Well, that didn't take long. Just over one month after Time Warner Cable's planned merger with Comcast ran afoul of regulators, the cable company has made a deal with Charter Communications.
Bloomberg first reported Monday that Charter was planning to buy out Time Warner Cable for about $55.1 billion in cash and stock. The deal works out to about $195 a share or 14 percent above Time Warner's share price after close Friday.
Charter and Time Warner confirmed the deal Tuesday morning in identical press releases.
The deal is for substantially more than the $45 billion Comcast offered Time Warner last year.
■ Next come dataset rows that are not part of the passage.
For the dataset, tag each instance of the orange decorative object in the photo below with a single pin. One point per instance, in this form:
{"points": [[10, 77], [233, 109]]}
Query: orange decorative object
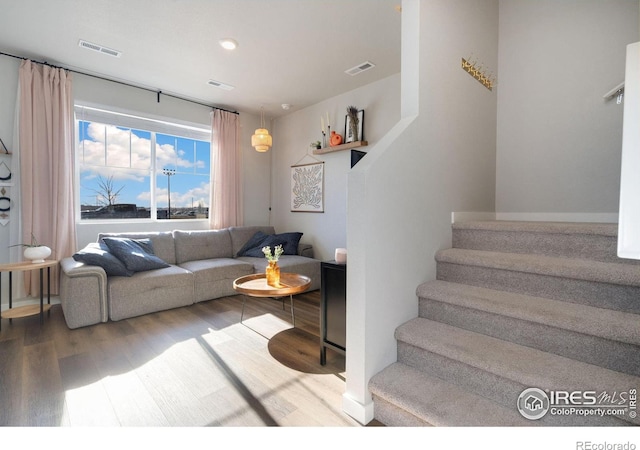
{"points": [[336, 139]]}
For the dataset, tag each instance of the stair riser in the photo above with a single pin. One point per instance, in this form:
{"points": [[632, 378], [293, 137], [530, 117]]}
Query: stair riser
{"points": [[494, 387], [619, 356], [392, 416], [596, 247], [600, 295]]}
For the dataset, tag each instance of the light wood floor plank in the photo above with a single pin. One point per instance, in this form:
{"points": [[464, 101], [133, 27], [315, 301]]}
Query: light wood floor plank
{"points": [[191, 366]]}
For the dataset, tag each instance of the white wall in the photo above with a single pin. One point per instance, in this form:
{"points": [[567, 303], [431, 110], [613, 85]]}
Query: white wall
{"points": [[559, 143], [628, 230], [292, 135], [402, 194]]}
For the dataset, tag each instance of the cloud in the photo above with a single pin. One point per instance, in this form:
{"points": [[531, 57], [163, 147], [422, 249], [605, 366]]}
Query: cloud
{"points": [[194, 196], [124, 151]]}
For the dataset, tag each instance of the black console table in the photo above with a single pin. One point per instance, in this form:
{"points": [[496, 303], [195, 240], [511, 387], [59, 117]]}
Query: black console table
{"points": [[333, 308]]}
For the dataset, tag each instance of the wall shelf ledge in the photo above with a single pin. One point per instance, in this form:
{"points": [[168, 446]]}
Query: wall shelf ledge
{"points": [[338, 148]]}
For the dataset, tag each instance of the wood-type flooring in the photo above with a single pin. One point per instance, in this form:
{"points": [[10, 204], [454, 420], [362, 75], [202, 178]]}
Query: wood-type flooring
{"points": [[194, 366]]}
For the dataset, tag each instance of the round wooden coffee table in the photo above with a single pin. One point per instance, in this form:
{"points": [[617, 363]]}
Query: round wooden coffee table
{"points": [[255, 285]]}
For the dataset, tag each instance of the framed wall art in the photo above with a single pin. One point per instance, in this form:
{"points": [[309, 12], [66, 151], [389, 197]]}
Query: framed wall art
{"points": [[307, 187]]}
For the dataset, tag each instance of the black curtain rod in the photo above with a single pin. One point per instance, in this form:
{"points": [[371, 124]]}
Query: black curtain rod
{"points": [[158, 92]]}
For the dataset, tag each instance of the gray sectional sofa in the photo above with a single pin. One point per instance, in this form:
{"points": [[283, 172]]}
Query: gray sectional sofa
{"points": [[200, 266]]}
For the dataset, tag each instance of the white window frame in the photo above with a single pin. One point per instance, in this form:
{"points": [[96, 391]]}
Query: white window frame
{"points": [[89, 113]]}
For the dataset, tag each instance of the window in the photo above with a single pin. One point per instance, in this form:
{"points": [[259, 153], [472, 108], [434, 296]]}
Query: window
{"points": [[137, 168]]}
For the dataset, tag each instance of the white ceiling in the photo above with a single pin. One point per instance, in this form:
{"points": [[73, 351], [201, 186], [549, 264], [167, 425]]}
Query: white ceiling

Fears that the resulting company could exert too much influence on the broadband market stalled the potential deal for over a year, Comcast finally pulled the plug in April.
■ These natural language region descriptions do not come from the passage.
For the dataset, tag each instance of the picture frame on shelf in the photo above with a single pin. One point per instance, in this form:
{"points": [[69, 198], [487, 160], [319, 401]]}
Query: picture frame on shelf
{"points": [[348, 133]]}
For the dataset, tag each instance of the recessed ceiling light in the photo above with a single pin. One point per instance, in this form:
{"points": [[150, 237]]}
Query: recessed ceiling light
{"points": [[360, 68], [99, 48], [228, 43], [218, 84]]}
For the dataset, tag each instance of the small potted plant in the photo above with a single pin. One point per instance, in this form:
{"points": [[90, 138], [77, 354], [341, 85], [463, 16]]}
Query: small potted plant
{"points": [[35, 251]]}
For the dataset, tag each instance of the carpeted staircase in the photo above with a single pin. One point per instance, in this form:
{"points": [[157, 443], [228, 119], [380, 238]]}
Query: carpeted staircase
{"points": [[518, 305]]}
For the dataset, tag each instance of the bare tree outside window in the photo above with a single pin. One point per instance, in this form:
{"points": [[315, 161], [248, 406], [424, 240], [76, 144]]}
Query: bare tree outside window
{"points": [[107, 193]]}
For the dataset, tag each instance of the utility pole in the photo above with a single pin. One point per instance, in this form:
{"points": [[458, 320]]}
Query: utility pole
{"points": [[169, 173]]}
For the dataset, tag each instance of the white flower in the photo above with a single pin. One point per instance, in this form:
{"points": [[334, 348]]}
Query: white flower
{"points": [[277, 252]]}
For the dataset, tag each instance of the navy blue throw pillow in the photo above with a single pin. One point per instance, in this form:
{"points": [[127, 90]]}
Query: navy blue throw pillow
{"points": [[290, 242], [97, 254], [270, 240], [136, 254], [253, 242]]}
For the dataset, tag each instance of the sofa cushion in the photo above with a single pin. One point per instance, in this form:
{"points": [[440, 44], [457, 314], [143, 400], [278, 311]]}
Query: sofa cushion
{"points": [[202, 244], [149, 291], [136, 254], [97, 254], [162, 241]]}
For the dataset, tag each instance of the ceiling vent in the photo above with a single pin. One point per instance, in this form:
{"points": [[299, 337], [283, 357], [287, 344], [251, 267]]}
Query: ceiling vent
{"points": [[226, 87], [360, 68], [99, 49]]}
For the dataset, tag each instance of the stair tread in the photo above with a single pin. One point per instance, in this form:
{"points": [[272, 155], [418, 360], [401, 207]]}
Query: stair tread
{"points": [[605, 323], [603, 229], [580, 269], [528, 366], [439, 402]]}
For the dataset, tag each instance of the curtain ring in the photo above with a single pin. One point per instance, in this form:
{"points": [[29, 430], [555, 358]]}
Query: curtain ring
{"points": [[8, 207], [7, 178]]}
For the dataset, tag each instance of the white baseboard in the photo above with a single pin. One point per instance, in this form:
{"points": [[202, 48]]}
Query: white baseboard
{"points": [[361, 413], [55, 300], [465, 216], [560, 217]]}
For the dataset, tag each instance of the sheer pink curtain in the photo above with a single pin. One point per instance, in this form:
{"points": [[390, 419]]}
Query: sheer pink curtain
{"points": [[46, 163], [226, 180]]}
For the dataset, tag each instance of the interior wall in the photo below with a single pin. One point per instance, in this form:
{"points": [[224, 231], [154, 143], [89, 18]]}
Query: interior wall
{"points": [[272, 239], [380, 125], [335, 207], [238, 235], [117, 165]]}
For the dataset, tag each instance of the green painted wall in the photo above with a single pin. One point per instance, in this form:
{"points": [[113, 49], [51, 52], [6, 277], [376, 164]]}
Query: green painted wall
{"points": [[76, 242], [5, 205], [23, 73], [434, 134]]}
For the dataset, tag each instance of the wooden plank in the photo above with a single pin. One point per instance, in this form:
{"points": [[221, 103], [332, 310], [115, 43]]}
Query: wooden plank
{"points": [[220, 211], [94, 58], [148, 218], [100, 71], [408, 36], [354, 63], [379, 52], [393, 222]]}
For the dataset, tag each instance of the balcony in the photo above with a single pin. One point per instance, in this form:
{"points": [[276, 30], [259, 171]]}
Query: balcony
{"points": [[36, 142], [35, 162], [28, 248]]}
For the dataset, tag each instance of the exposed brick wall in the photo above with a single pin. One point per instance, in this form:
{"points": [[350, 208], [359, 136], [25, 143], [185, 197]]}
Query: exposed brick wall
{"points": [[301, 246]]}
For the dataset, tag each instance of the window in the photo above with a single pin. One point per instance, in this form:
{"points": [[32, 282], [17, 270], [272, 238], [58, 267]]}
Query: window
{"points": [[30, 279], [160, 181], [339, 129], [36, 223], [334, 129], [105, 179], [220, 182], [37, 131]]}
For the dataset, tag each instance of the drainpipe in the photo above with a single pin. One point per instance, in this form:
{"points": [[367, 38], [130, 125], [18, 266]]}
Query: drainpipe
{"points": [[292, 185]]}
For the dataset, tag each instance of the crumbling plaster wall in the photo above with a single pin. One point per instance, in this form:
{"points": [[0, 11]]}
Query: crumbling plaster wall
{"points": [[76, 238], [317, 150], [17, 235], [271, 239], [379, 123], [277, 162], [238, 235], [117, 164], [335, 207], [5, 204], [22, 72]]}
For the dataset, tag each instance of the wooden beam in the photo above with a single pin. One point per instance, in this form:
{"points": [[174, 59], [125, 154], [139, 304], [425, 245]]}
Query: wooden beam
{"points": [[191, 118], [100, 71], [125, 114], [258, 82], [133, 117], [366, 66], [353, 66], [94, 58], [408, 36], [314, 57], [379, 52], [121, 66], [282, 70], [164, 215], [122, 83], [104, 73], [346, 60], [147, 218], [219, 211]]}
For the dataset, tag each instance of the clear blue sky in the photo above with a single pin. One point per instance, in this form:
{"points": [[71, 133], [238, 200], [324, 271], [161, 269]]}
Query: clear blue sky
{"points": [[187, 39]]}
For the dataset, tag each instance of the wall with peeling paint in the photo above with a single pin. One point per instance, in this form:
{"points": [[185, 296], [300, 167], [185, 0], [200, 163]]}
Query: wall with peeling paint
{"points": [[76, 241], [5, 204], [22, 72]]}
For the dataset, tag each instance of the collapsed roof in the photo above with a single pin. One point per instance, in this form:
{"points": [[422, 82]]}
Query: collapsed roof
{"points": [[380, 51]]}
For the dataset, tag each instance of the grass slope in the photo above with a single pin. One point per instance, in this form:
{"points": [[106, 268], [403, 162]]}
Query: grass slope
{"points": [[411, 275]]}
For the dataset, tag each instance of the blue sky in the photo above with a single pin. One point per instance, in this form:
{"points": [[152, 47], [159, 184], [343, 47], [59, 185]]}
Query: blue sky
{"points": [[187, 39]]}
The collapse gave Charter a second chance to acquire a prize the company's been eyeing for some time now — the Comcast deal was proposed over multiple Charter attempts at a buyout.
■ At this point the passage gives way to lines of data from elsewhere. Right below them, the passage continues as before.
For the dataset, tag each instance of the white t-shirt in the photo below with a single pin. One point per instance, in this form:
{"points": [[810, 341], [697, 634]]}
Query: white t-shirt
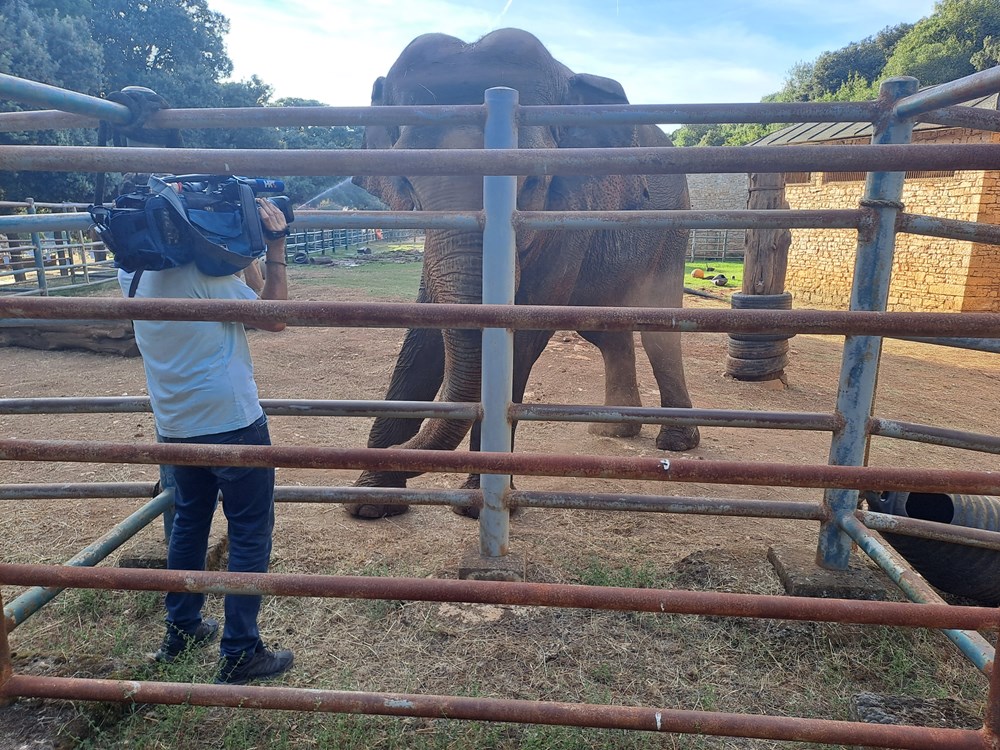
{"points": [[199, 374]]}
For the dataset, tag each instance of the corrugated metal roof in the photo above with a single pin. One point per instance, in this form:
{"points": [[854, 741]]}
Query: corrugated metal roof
{"points": [[813, 132]]}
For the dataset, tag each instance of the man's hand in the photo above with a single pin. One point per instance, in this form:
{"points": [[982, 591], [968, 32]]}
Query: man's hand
{"points": [[271, 216]]}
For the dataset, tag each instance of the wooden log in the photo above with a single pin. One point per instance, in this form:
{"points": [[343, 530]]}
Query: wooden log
{"points": [[765, 259], [100, 336]]}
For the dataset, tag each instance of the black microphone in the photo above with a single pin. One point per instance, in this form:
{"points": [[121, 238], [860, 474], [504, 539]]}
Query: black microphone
{"points": [[264, 184]]}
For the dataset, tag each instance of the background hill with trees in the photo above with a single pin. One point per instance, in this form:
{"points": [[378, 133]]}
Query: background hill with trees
{"points": [[175, 47], [959, 38]]}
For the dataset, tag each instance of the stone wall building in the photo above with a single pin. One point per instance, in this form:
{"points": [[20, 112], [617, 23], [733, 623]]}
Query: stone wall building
{"points": [[717, 192], [928, 273]]}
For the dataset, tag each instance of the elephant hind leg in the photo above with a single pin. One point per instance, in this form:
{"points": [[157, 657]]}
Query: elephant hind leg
{"points": [[373, 510], [620, 385], [664, 352]]}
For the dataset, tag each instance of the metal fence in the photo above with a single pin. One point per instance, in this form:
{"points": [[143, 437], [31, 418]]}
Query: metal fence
{"points": [[879, 216]]}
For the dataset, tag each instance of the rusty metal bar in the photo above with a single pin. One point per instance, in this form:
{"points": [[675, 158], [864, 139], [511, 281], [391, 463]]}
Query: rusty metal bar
{"points": [[824, 731], [979, 345], [708, 506], [555, 161], [516, 498], [664, 601], [272, 406], [934, 435], [6, 663], [690, 219], [976, 648], [522, 317], [475, 462]]}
According to Bloomberg, a last-minute offer to buy Time Warner from European cable provider Altice drove up the price of Charter's bid. Altice just acquired U.S. provider Suddenlink for $9 billion.
If this deal is successful, Charter could gain 12 million new customers in different markets. That's not quite on the same scale as the Comcast-Time Warner deal would have been, but Charter's buyout is still likely to face severe regulator scrutiny in the coming months.